With controversy raging over the lack of diversity among this year’s Academy Award acting nominees, organizers of the Tree of Life Awards, informally known as the “Black Oscars,” are reportedly considering reviving the defunct awards ceremony as way of honoring the industry’s top black talent.

The Tree of Life Awards were begun in 1981 by Washington, D.C. attorney Albert Nellum and retired in 2007, the same year that Forrest Whitaker, Jennifer Hudson and Dreamgirls sound mixer Wille D. Burton took home top awards at the Oscars, according to the Los Angeles Times.
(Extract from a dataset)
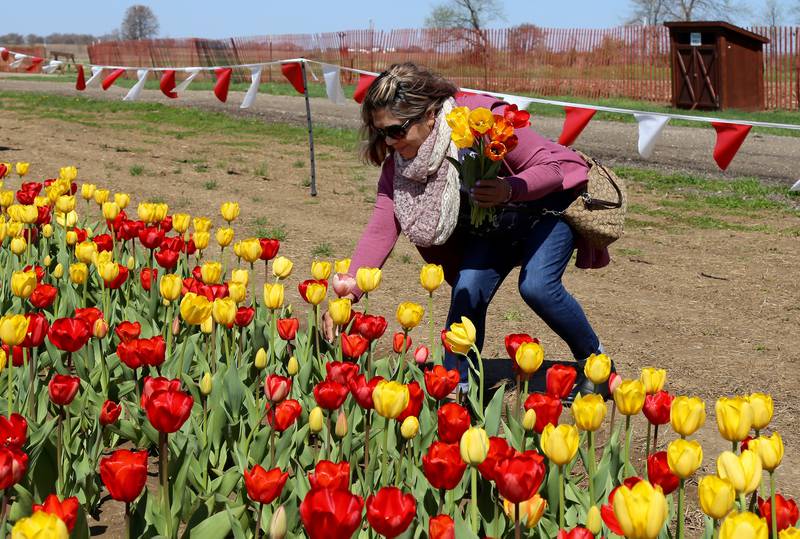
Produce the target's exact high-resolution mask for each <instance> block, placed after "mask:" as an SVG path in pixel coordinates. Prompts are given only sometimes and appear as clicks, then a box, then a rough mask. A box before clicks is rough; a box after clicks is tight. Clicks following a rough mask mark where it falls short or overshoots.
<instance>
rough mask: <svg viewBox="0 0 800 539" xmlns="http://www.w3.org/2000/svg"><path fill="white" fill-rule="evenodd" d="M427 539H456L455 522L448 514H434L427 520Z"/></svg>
mask: <svg viewBox="0 0 800 539" xmlns="http://www.w3.org/2000/svg"><path fill="white" fill-rule="evenodd" d="M428 538H429V539H456V524H455V522H453V519H452V518H450V516H449V515H436V516H435V517H431V519H430V520H429V521H428Z"/></svg>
The industry’s most prolific black entertainers gathered at a Hollywood hotel on the night before the Academy Awards and toasted each other’s accomplishments. Earning an Oscar nomination got one an automatic invitation to the ceremony; stars like Will Smith, Eddie Murphy, Denzel Washington, Queen Latifah, Halle Berry, Don Cheadle and Vivica A. Fox have all been honored at the awards show.

Instead of the Academy, the event was organized and overseen by a private group called Friends of the Black Oscar Nominees. Journalists were invited to the ceremony, but were encouraged not to write about it.

Gil Robertson, president of the African-American Film Critics Association, described the event to the Times as a “symbolic gesture [to black Hollywood] to say, ‘I see you. We can do this, and so we are.'”

“It was something that was needed because we were all over the place trying to make our careers, which were dependent on [mainstream] acceptance,” Oscar-winner Louis Gossett Jr., who co-hosted the Tree of Life Awards in 2002, told the Times. “This got us ‘back to the roots’ to recognize one another and encourage one another to continue on. It was an extremely important thing.”

The 2003 event was hosted by Smith and his wife Jada Pinkett Smith and took place at the Beverly Wilshire Hotel. Honorees included Washington, Viola Davis, Morgan Freeman, Spike Lee and Samuel L. Jackson, according to a write-up of the evening in Jet magazine.

The annual event was retired in 2007 after eight African-Americans were nominated at that year’s Academy Awards. 

However, after a second consecutive year in which the Academy nominated exclusively white actors in top categories at the Oscars — leading to pledges of boycott from top stars like Will Smith and Spike Lee and a dramatic overhaul of the Academy’s voting rules and organizational structure — organizers have expressed interest in bringing back the “Black Oscars,” actress-director Debbie Allen told the Times.

“It was always a celebration of what accomplishments black people had done in the film industry,” Allen said. “Sound, music directors, actors, whatever your participation was, you were honored.”

The 88th Academy Awards airs Sunday, February 28th on ABC.